3. PingGateway Deployment
The script:
- Extracts the PingGateway ZIP
- Performs a temporary start/stop cycle to initialise directories
- Creates required configuration folders
PingGateway is deployed in Production Mode by default.
4. Script Execution Mode
The script supports:
- https mode (recommended for P1AIC)
- http mode (for standalone PingAM deployments)
When HTTPS mode is selected, a self-signed certificate is generated automatically.
Note — Self-signed certificates are for demonstration only and should not be used in production.
5. Sample Application Deployment
The sample application is deployed locally and started on the configured ports, providing a target application for PingGateway to protect.
6. Route Configuration
Two routes are created:
static-resources.json— Allows PingGateway to proxy static resources (e.g., CSS) without authentication.
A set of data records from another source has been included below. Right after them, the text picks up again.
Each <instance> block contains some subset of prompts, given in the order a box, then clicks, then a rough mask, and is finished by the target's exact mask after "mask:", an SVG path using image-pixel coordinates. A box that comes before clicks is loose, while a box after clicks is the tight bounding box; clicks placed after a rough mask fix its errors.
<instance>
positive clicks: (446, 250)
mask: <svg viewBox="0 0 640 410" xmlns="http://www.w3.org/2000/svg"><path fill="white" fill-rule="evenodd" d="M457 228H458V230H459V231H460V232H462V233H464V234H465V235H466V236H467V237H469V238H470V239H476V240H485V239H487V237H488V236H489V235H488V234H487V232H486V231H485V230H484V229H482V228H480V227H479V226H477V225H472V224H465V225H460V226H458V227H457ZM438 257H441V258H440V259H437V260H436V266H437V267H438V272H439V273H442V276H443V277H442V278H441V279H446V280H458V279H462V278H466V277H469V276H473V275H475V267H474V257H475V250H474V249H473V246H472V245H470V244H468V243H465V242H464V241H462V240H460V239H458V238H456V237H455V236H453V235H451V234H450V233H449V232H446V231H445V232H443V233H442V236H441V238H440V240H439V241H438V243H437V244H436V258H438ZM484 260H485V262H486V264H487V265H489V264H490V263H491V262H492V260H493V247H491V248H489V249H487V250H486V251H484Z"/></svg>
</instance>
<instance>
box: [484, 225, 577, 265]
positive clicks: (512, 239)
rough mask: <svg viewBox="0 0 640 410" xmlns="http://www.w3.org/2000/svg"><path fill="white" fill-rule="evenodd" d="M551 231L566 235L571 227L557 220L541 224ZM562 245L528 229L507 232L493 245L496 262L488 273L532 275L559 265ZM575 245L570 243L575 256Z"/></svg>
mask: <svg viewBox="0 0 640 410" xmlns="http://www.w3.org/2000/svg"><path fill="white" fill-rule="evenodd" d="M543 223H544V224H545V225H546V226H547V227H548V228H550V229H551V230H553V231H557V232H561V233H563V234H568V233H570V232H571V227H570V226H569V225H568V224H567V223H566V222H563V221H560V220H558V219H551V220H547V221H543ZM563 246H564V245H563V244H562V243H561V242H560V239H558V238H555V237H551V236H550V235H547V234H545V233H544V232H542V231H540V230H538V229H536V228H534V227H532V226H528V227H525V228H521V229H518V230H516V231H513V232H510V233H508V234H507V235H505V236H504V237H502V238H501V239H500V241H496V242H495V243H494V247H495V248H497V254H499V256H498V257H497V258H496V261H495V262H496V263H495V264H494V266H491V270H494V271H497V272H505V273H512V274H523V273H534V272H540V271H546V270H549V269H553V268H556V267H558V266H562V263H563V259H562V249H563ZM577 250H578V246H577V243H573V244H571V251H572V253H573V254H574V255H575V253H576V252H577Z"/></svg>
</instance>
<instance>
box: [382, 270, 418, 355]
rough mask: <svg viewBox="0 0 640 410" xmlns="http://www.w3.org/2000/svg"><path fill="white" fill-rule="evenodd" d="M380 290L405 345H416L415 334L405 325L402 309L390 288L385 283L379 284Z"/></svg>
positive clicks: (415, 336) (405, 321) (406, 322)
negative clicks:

This improves performance and mirrors real-world deployment patterns.cdsso-idc.json— Protects the /home/cdsso context. It checks for a valid OIDC id_token, redirects unauthenticated users to P1AIC, validates tokens on return and grants access upon successful validation
Conclusion
This script provides a fast, repeatable way to deploy PingGateway locally and integrate it with PingOne Advanced Identity Cloud using CDSSO — all within minutes. It enables you to:
- Deploy PingGateway in standalone mode
- Understand how standalone runtime operates
- Explore CDSSO behaviour with P1AIC
- Observe complete end-to-end authentication flows
By simplifying setup and automating the foundational configuration, this approach accelerates learning and removes friction from experimentation. It serves as an ideal starting point for:
- Developers building familiarity with PingGateway
- Architects validating integration patterns
- Technical enablement sessions and workshops
Most importantly, it provides a clear, structured baseline from which you can extend into more advanced routing logic, security hardening, certificate management, and production-ready deployment patterns.
In short, this script turns what could be a multi-step manual configuration process into a streamlined, educational experience — helping you move from exploration to implementation with confidence.